始まりがよくある時間逆行もののロマンスかなと思ったのですが、ものすごく骨太なストーリーに3巻まで読んだところでしばらく固まって呆然としてしまいました。
主人公のアーヴェルと悪女であったセラフィナ、兄のショウ、セラフィナの家族、皇帝側の人々…様々な登場人物がそれぞれの思惑や欲や信念や想いを持って複雑に運命の糸が交差していき、細い隙間をくぐり抜けるように幸せの道を探して必死に行動しますが、本当に難しい。

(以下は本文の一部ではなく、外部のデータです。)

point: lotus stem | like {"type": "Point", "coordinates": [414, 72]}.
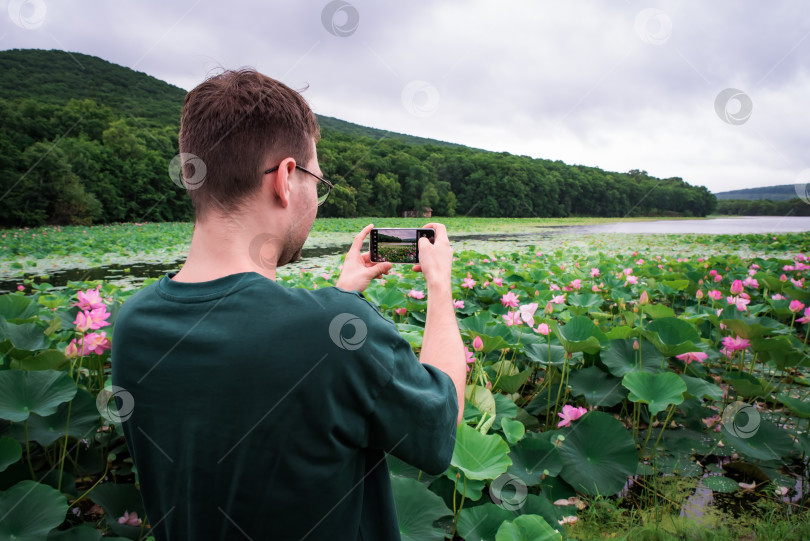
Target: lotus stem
{"type": "Point", "coordinates": [28, 450]}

ただ優しく幸せな日々を送るのがこんなにも難しいなんて…3巻なのに体感で密度が10巻分ぐらいあったので、どうぞこれから読まれる方は1ページ1ページじっくり読まれることをおすすめします。
そして作画が本当に美しいです。素晴らしい画力なだけに痛々しいシーンは少し衝撃的だったのでそこはお気をつけください。しかしこの物語にぴったりな繊細で美しい絵柄で人物の顔も良すぎる!

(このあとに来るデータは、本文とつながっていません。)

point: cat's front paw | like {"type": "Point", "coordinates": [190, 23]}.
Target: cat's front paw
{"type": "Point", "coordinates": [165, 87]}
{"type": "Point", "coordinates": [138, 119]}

3巻の終わり方でまた「そう来たか!」と唸ってしまいました。ストーリーも作画も魅力的すぎて…!早く幸せな未来が見たい。アーヴェルもセラフィナも大好きですが個人的にショウがめちゃくちゃ良い男で大好きです。アーヴェルとショウの兄弟愛も良いんだよな…3人とも絶対幸せになってくれ!